The North Carolina Court of Appeals has recently made clear that in the absence of a written policy, as required by subsection (a)(2a) of this statute, the evidence collected at the checkpoint may be suppressed.
In State v. White (2014), law enforcement officers in Anson County set up a license checkpoint pursuant to the county’s oral policy – they did not have a written policy at that time. One of the officers, Horne, wrote a plan regarding the checkpoint which provided that 1) it would begin at 7:55 pm on September 11, 2009; 2) two other officers, Jenkins and Erdmancyzk, would assist Horne with the checkpoint; 3) all cars would be checked; 4) the officers would wear traffic vests when out of their cars; and 5) the “chase” policy would be in effect. No end time was provided in the plan.
The checkpoint began as planned. At 8:01 pm, a driver was arrested for DWI. After the arrest, Horne and Jenkins took the arrested driver back to the police station. Erdmancyzk remained at the checkpoint but did not check any vehicles until Horne and Jenkins returned shortly before 10:00 pm, at which point the checkpoint resumed. At 10:56 pm, White’s car was stopped and he was arrested. The checkpoint concluded at 11:20 pm.
At trial, White was convicted of DWI and driving with a revoked license.
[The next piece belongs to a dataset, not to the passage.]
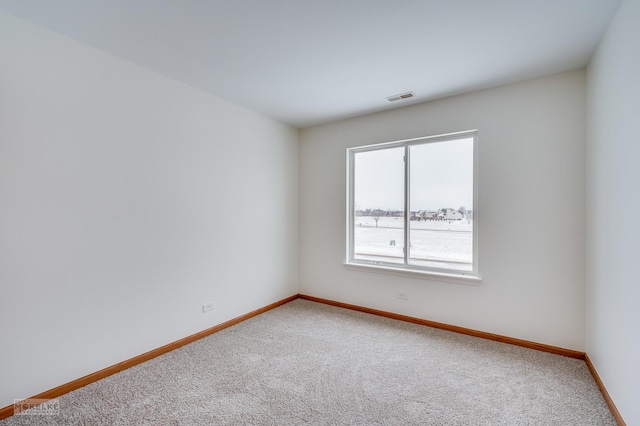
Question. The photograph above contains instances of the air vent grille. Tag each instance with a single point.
(400, 96)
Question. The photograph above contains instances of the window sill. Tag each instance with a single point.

On appeal, the superior court granted White’s motion to suppress the evidence obtained at the checkpoint because it concluded that the checkpoint had been abandoned and the stop of White was “spontaneous” and because the checkpoint was not operated pursuant to a written policy.
The Court of Appeals affirmed the superior court’s ruling, noting that the language in subsection (a)(2a) is mandatory – “If the agency is conducting a checking station . . ., it must [o]perate under a written policy[.]” Because there was no written policy in place at the time of the checkpoint, the court concluded that the “lack of a written policy in full force and effect at the time of defendant’s stop at the checkpoint constituted a substantial violation of section 20-16.3A.”
The court then looked at subsection (d) of G.S. 20-16.3A which states that the violation of that subsection “shall not be grounds for a motion to suppress” and noted that the other subsections of the statute did not contain this language. The court reasoned that “because the General Assembly specifically included language in subsection (d) that it shall not be a basis for a motion to suppress, meanwhile excluding the same language in subsection (a)(2a), subsection (a)(2a) is a proper basis for a motion to suppress.”
Extending this reasoning to the other subsections (other than (d)) in G.S. 20-16.3A, it would logical to assume that a violation of those would also be a proper basis for a motion to suppress.